Question

The weight of iodine required to oxidize \[500\,ml\,\,N{a_2}{S_2}{O_3}\] solution, is
A.$6.35\,g$
B.$63.5\,g$
C.$127\,g$
D.$254\,g$

Answer 1

Hint: The best approach to find the weight of iodine required to oxidize the given amount of \[N{a_2}{S_2}{O_3}\] . The solution is to write the reaction of iodine with sodium thiosulphate. We can observe the elements of reactions individually and figure out the reducing and oxidizing agent. Then to calculate the weight we will use some basic concepts of chemistry.
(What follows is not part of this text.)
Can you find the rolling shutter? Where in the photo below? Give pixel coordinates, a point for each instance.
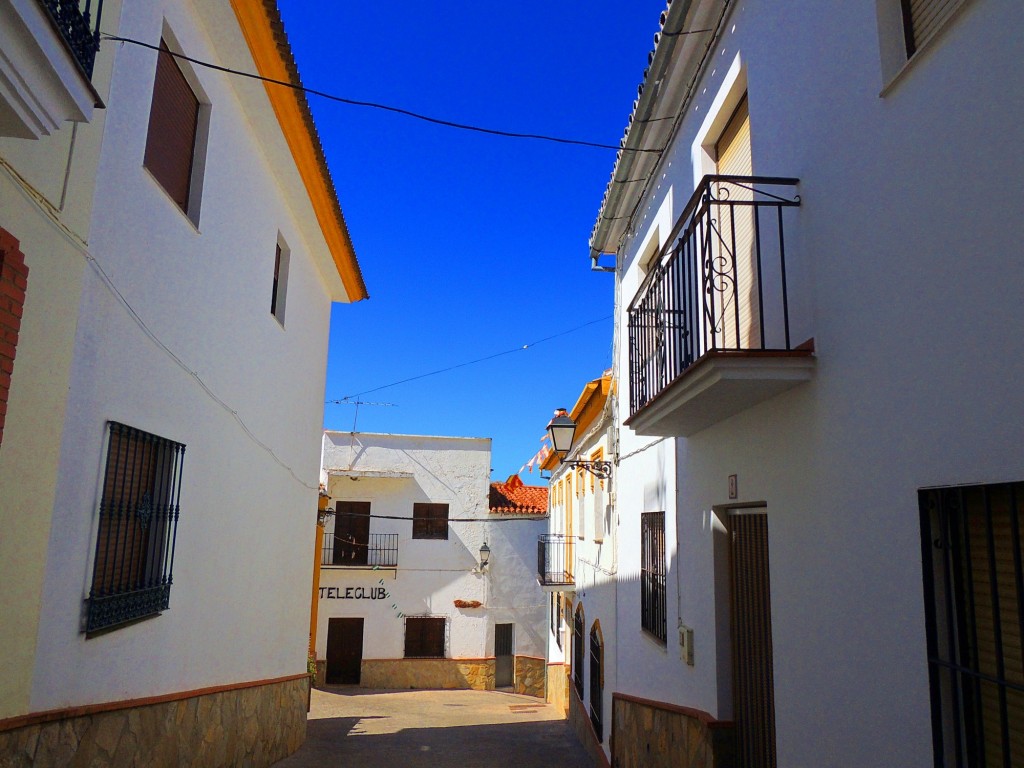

Complete step-by-step answer:First, we will write a chemical reaction in which sodium thiosulphate is reacting with iodine to form sodium tetrathionate and sodium iodide. The balanced reaction can be written as given below.
\[2N{a_2}{S_2}{O_3}\, + \,{I_2}\, \to \,N{a_2}{S_4}{O_6}\, + \,2NaI\]
Now we will use the basic concepts of chemistry in while using molar mass we see that sodium thiosulphate reacts with iodine. According to the equation sodium thiosulphate reacts with one mole of iodine, as molar mass of iodine is $253.8\,g$ thus sodium thiosulphate get oxidised with $253.8\,g$ of iodine.
\[2N{a_2}{S_2}{O_3}\, + \,{I_2}\, \to \,N{a_2}{S_4}{O_6}\, + \,2NaI\]
$2\,moles\,(2N{a_2}{S_2}{O_3}\,)\,,\,\,1\,mole\,({I_2})$
So, according to the above equation, we can conclude that $22.4L$ of \[N{a_2}{S_2}{O_3}\] is oxidized by $253.8\,g$ iodine. We know that $1$ mole of iodine contains $253.8\,g$ iodine.
$1\,mole\,of\,{I_2} = \,253.8\,g\,iodine$
$22.4L\,of\,N{a_2}{S_2}{O_3}\,oxidised\,by\, = 253.8\,g\,iodine$
$(22.4ml\, \times 1000)\,of\,N{a_2}{S_2}{O_3}\,oxidised\,by = \,(253.8\,g\,)\,iodine$
Now we need to calculate the weight of iodine required to oxidize \[500\,ml\,\,N{a_2}{S_2}{O_3}\] the solution. So as above we convert $22.4L$ into $(ml)$ by multiplying it with $1000$ . So, $224000\,ml\,$ of $N{a_2}{S_2}{O_3}$ is oxidized by $253.8\,g$ iodine. So, for $1ml$ it was,
$1\,ml\,of\,N{a_2}{S_2}{O_3}\,oxidised\,by = \,\dfrac{{(253.8\,g\,)}}{{(22.4\, \times 1000)}}\,iodine$ = $0.011330\,gm$
Now for \[500\,ml\,\,N{a_2}{S_2}{O_3}\] we will multiply the mass with \[500\,\] thus after solving the equation we get,
$500\,ml\,of\,N{a_2}{S_2}{O_3}\,oxidised\,by = \,(0.01133 \times \,500)\,g\,iodine$
$500\,ml\,of\,N{a_2}{S_2}{O_3}\,oxidised\,by = \,5.89g\,iodine$
It will be near to $6.5\,gm$ .

Therefore, the correct option is (A).

Note:The related questions can be solved using basic relationships. The data can be given in terms of mass, molecules, and moles. The given data can be solved by converting moles into mass and if we multiply the mass with the Avogadro number we will get the number of particles. Thus in the above question we use the moles required for reaction and then change them in mass.